В панике отступления несколько финикийцев, корабли которых были уже потоплены, сумели добраться до берега и упасть к ногам Ксеркса.

— Мы потерпели поражение и потеряли свои корабли исключительно из-за предательства подлых ионян! — сообщили они царю царей.

— Что ж, — сказал Ксеркс — Предатели получат свое сполна!

В это время прямо под берегом, где восседал в кресле персидский царь, разыгрался один из эпизодов огромного сражения. Быстрая самофракийская либурна ионян смело контратаковала и точным таранным ударом в борт потопила аттическую триеру со всей командой. Однако почти сразу же еще не успевшая развернуться для маневра либурна была сама атакована эгинским кораблем и уничтожена не менее точным ударом медного клыка-тарана. Но, не растерявшись, ионяне стали метко метать дротики в своих собратьев греков, а затем в отчаянной атаке отбили и всю триеру.

Увиденное восхитило Ксеркса.

— Какая смелость! Какая преданность моему делу! — говорил он окружающим. Уверовав в мужество союзников ионян, Ксеркс немедленно обратил весь свой гнев на стоявших неподалеку жалобщиков финикийцев, которые были тут же обезглавлены.

Тем временем бежавшие с поля боя коринфяне уже миновали святилище Скирады, что на Саламине, когда навстречу им вышло какое-то небольшое парусное судно. Как выясняли впоследствии, его никто и ниоткуда не посылал, то был знак богов. Когда судно приблизилось с триерами коринфян на голосовую связь, с него прокричали:

— Адимант!

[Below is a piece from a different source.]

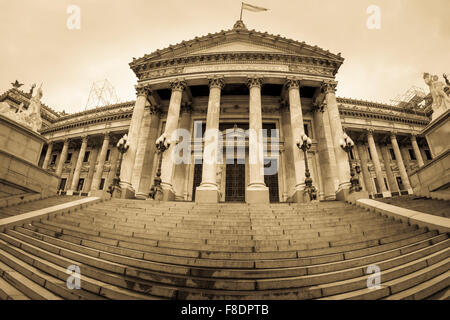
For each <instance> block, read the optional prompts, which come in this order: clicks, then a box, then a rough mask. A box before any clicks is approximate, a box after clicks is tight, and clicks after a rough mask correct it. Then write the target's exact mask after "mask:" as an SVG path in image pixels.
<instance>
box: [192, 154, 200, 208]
mask: <svg viewBox="0 0 450 320" xmlns="http://www.w3.org/2000/svg"><path fill="white" fill-rule="evenodd" d="M202 168H203V166H202V164H201V163H195V165H194V186H193V190H192V201H195V191H196V190H197V187H198V186H199V185H200V184H201V183H202Z"/></svg>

Ты обратился в бегство, предательски покинул эллинов, а они сейчас одерживают блестящую победу над врагом!

— Я не верю ни единому вашему слову, ибо знаю точно, что сейчас персы добивают последних, и мой флот — это последнее, что еще осталось у Греции! — отвечал им трусливый Адимант.

— Если не веришь, то возьми нас заложниками и предай смерти, если мы окажемся не правы! — прокричали с неизвестного судна.

Поняв, наконец, что он ошибся в своих расчетах и теперь единственное, что остается — это успеть хотя бы к финальной части боя, чтобы потом можно было сказать, что и он дрался, Адимант повернул свои корабли обратно к месту схватки. Однако как ни торопились коринфские гребцы, принять участие в бою они уже не успели. Все было уже кончено до их подхода. Это, впрочем, нисколько не помешало впоследствии коринфянам сочинять рассказы о том, что они были в числе самых храбрейших героев Саламина.

Несмотря на ожесточенные рукопашные схватки на палубах сходящихся бортами кораблей, потери эллинов были многим менее потерей персов. Греки все поголовно умели прекрасно плавать, а потому упавшие за борт тотчас забирались обратно на борт ближайшей триеры, с тем, чтобы продолжить бой, или плыли к песчаным отмелям Саламина. Персы ж и их многочисленные союзники плавать в подавляющем своем большинстве не умели совсем, а потому падение в воду было для них равносильно смерти. Вскоре вся водная гладь пролива была уже буквально забита телами утонувших. Остатки персидского флота медленно вытягивались из пролива. По существу это был уже не флот, а огромное скопище предоставленных самих себе избитых корабельных остовов.